After the address signal has been released to the internal address bus according to the command clock CMD_CLK, the address receiver 210 can again be powered off, provided no command signals are received in the interim. A next command signal will then be input to the decoder 240 for determining whether or not to power on the address receiver 210 once more.

The method of the present invention will be detailed herein with reference to FIG. 3, which is a flowchart illustrating the steps of the invention. The steps are as follows:

Step 300: Control all address receivers to be in an off state.

Step 302: Are a command signal and an address signal generated? If yes go to Step 304, if no return to Step 302;

Step 304: Utilize the system clock to latch the address signal so it is delayed by at least a clock cycle behind the command signal.

Step 306: Utilize the system clock and decoding logic of the control signal to generate a receiver enable signal and a command clock.

Step 308: Does the receiver enable signal indicate that address receiver needs to be powered on? If yes go to Step 310; if no go to Step 314.

Step 310: Power on address receiver

Step 312: Utilize command clock to release address to internal address bus and return to Step 300.

Step 314: Control address receiver to remain in off state and return to Step 302.

As the address signal is delayed in relation to a corresponding command signal, the address receivers do not need to be in a permanent ‘on’ state, and can be dynamically powered on according to the command signal logic information. Therefore, current consumed by conventional address receivers can be saved.

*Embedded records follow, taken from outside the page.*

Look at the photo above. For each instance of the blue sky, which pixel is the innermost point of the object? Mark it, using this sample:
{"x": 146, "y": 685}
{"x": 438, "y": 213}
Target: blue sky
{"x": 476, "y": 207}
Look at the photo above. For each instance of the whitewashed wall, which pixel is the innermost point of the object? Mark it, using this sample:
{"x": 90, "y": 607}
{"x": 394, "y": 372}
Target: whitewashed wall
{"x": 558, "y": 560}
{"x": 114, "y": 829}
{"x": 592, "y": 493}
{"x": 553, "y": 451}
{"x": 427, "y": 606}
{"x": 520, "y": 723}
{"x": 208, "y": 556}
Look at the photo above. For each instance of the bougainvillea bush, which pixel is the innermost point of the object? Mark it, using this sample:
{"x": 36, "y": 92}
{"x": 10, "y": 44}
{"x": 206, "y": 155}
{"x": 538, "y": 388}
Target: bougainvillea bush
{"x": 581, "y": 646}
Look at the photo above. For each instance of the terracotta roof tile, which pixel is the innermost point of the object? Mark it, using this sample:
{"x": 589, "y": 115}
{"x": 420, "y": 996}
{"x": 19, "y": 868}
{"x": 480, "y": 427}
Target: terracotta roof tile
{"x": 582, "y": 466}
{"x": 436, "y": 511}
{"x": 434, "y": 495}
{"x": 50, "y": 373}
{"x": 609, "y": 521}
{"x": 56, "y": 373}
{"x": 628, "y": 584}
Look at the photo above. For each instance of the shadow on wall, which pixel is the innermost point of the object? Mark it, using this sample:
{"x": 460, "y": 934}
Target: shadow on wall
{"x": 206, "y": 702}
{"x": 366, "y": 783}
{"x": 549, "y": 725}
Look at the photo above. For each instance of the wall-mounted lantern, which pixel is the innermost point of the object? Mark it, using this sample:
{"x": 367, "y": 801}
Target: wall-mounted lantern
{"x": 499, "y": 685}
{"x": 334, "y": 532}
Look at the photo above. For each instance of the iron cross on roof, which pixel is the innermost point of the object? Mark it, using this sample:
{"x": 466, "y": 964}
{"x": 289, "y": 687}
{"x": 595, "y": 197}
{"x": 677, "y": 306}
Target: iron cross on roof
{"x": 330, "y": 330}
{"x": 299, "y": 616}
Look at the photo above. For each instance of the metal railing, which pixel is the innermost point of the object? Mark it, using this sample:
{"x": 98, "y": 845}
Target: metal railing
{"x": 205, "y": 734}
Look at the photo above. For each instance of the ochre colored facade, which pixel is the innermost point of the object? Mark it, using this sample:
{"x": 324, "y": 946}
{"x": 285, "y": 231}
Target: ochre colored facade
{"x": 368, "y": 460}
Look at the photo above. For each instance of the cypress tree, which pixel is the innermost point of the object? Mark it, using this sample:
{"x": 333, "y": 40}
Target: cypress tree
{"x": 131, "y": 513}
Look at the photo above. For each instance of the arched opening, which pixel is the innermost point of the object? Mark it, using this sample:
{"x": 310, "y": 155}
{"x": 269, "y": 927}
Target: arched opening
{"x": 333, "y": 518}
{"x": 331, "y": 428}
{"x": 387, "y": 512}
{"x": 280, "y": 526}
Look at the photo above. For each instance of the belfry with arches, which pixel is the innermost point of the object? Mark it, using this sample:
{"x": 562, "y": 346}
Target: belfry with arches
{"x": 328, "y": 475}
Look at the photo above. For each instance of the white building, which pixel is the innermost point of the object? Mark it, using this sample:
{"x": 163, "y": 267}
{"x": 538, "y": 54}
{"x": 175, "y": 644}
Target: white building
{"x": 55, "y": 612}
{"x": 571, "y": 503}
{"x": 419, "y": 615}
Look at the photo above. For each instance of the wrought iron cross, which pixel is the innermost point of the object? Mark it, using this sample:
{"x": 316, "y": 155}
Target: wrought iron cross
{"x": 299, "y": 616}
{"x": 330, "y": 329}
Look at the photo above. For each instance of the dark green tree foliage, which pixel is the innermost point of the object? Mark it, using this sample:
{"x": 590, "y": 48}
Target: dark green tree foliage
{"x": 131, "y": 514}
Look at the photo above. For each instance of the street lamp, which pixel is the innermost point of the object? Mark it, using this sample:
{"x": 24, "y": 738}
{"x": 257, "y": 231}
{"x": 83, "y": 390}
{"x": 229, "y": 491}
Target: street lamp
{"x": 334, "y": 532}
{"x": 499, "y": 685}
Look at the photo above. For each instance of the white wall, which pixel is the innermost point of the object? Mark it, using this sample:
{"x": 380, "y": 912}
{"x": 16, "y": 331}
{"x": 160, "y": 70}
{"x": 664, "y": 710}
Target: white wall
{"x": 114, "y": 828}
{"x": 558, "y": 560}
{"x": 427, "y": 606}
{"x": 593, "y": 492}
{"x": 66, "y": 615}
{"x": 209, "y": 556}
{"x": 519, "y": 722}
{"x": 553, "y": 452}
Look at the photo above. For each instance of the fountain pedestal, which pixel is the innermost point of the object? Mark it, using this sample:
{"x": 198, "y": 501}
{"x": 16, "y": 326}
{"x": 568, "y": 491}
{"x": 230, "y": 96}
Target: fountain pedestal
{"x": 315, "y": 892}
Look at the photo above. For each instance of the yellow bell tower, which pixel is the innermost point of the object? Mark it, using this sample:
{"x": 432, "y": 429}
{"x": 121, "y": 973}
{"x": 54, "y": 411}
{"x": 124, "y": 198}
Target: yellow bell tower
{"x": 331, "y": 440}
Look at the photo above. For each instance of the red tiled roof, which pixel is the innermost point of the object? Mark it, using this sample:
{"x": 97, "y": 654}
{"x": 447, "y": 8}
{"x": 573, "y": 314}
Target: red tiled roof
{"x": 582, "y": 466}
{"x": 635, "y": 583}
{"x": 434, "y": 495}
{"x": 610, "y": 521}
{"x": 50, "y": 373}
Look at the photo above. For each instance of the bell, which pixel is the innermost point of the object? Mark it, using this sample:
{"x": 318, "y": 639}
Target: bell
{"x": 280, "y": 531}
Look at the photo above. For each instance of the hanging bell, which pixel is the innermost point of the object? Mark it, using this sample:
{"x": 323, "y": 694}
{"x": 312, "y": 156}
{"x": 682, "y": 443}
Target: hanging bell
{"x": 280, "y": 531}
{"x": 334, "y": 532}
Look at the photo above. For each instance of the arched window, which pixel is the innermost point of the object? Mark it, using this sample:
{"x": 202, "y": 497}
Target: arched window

Those skilled in the art will readily observe that numerous modifications and alterations of the device and method may be made while retaining the teachings of the invention. Accordingly, the above disclosure should be construed as limited only by the metes and bounds of the appended claims.

Claims

1. A synchronous memory array comprising: a command receiver, for receiving a command signal;an address receiver, for receiving an address signal corresponding to the command signal where the address signal is delayed with respect to the command signal and the address receiver is initially in an off state; anda decoder, coupled to the command receiver and the address receiver, for decoding the command signal to selectively generate a receiver enable signal for turning on the address receiver.

2. The synchronous memory array of claim 1, further comprising: a system clock coupled to the decoder, for decoding the command signal to generate the address receiver enable signal.

3. The synchronous memory array of claim 1, wherein if the decoded command signal indicates that the address receiver must be enabled the address receiver enable signal will be generated and if the decoded command signal indicates that the address receiver does not need to be enabled the address receiver enable signal will not be generated.

4. The synchronous memory array of claim 1, further comprising: a system clock for latching the address signal for at least a clock cycle of the system clock.

5. The synchronous memory array of claim 4 wherein the address signal is latched according to a decoding time of the command signal.

6. The synchronous memory array of claim 1, wherein the synchronous memory array complies with a Double Data Rate-4 (DDR4) specification.

7. The synchronous memory array of claim 1, wherein when the address receiver is turned on, the address receiver is then turned off after a period of time in which no further command signal for the address receiver is received.